Implementing Custom Signaling Protocols with gRPC-Web for WebRTC

Replacing JSON-over-WebSocket with type-safe, bidirectional gRPC-Web streams eliminates ad-hoc parsing and enforces strict framing for SDP and ICE payloads. This guide is part of the Signaling State Machine Patterns section, and it covers the exact decision of when a schema-driven RPC transport earns its tooling cost over a WebSocket β€” and how to wire one to RTCPeerConnection without breaking trickle ICE ordering.

Context & Trade-offs

WebSocket signaling is the default for good reason: it delivers SDP and ICE candidates in sub-10 ms over a single persistent socket with almost no setup. gRPC-Web does not beat that latency β€” both ride one HTTP/2 (or WebSocket-tunnelled) connection β€” so you do not adopt it for speed. You adopt it for a contract. A Protobuf schema makes Offer, Answer, Candidate, and Bye distinct, versioned message types, so a malformed payload fails at deserialisation instead of three frames later as an InvalidStateError. That matters most on teams shipping multiple client platforms against one signaling backend, where an untyped JSON envelope drifts silently between releases.

The cost is real: gRPC-Web cannot speak raw HTTP/2 from a browser, so you need a translating proxy β€” Envoy with the grpc_web and cors filters, or grpc-gateway/improbable-eng middleware in a Go or Node backend. That proxy adds an operational hop, a keepalive to tune, and binary-framing config that, if wrong, breaks every stream. Generated stubs add a build step. For a single-platform app with a stable message set, that overhead is not worth it and a typed WebSocket envelope (e.g. zod-validated JSON) gets you most of the safety. Reserve gRPC-Web for multi-client, multiplexed deployments where the schema pays for itself.

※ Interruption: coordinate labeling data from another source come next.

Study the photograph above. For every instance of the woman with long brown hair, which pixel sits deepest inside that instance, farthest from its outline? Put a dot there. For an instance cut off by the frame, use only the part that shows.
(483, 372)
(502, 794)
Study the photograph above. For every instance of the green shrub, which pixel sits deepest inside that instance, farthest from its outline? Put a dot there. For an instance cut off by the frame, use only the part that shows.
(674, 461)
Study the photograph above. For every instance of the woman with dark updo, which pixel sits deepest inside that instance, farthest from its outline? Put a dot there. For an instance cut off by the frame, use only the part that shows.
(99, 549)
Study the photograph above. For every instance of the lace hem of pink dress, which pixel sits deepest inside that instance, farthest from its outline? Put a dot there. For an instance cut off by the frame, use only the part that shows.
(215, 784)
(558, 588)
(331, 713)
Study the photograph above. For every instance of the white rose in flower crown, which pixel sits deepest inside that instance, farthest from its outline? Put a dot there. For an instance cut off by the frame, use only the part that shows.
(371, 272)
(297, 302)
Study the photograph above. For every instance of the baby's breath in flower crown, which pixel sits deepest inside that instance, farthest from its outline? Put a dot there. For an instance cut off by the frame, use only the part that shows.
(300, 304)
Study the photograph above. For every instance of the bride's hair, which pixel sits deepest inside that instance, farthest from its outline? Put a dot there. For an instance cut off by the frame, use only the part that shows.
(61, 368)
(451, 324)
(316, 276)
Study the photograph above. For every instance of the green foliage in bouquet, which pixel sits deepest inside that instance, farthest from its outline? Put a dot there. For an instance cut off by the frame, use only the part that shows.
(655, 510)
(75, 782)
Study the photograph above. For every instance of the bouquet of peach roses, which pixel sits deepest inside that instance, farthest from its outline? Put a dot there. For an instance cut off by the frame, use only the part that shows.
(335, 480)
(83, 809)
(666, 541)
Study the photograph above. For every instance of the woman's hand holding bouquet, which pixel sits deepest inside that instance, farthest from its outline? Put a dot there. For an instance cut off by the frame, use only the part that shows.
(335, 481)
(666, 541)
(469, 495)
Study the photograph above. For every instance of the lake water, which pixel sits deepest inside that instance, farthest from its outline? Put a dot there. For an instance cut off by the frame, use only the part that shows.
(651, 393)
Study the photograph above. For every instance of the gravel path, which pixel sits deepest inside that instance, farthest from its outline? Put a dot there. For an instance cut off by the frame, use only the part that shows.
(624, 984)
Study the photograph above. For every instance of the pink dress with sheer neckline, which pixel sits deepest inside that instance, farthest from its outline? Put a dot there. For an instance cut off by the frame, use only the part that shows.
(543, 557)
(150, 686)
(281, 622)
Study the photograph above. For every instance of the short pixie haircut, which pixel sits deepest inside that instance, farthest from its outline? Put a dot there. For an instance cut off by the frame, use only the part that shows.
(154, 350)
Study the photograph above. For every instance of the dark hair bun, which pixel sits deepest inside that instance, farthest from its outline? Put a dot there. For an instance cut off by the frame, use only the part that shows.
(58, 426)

Factor JSON over WebSocket gRPC-Web
Message delivery sub-10 ms sub-10 ms (proxy hop adds <1 ms)
Type safety runtime validation only compile-time from .proto
Infra required a WebSocket endpoint Envoy/gateway proxy + keepalive
Best fit single client, fast iteration many clients, strict contract

Minimal Runnable Implementation

Define the contract with a oneof so SDP, ICE, and error payloads cannot collide during rapid candidate generation, then attach the bidirectional stream to the peer connection. Map inbound sdp to setRemoteDescription, inbound candidate to addIceCandidate, and buffer candidates until the remote description resolves β€” the same buffering rule the FSM enforces.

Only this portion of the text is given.